We had a thread on spurs recently. Find it and read. I use English spurs and they rest above your ankle bones. The actual spur has some flexibility. It can be bent to fit tighter, or pulled open to fit, so make sure that it is snug but doesn't pinch. Your spur straps buckle with the extra leather piece sticking out. So, on the RH side the extra leather stick out to the right, and vice versa, for the left side.


----------



## boots (Jan 16, 2012)

A well-balanced western spur doesn't need a spur counter and sure doesn't need tie downs. I like my western spurs to hang just above the sole. I don't get custom spurs. They are wide enough to not pinch my boots/foot, nor too wide to be able to be pushed side to side.

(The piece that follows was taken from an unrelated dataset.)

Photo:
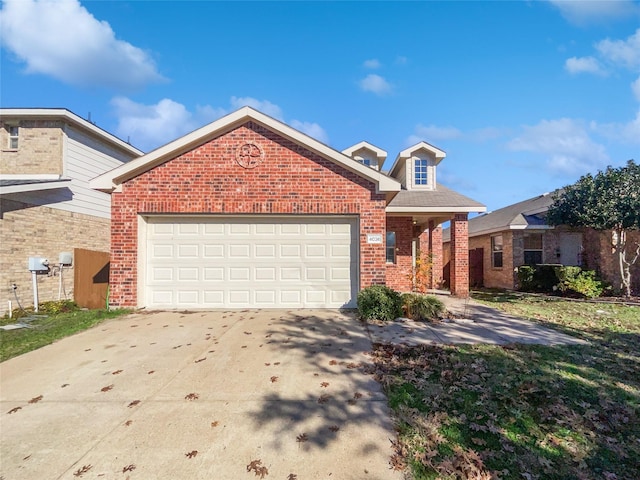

My english spurs sit one inch above the sole, still below my "ankle bones" (lateral and medial malleoli).


----------



## Tiffany01 (Apr 21, 2007)

mine


----------



## sorral3 (Jun 7, 2013)

If used correctly and riders heels and leg is in correct position the spur should rest on the spur ledge of the boot. I don't use any kind of tie down on my spurs and never had a problem. I prefer them this way so as if I am ever in a wreck or a bad way they will fold up against my boot. 

please don't take this as being mean, but when gear doesn't work properly, you need to get help from someone local that truely understands the gear and it's function to evaluate use and fit. There is a good chance you are doing something wrong.

good luck


----------



## amberly (Dec 16, 2012)

We figured it out, through videos and trainer advice..
We were tying it to tight around the boot, which was the main cause. Once we loosened it it fit well and worked well too.
It's funny how the smallest things can mean a difference.


----------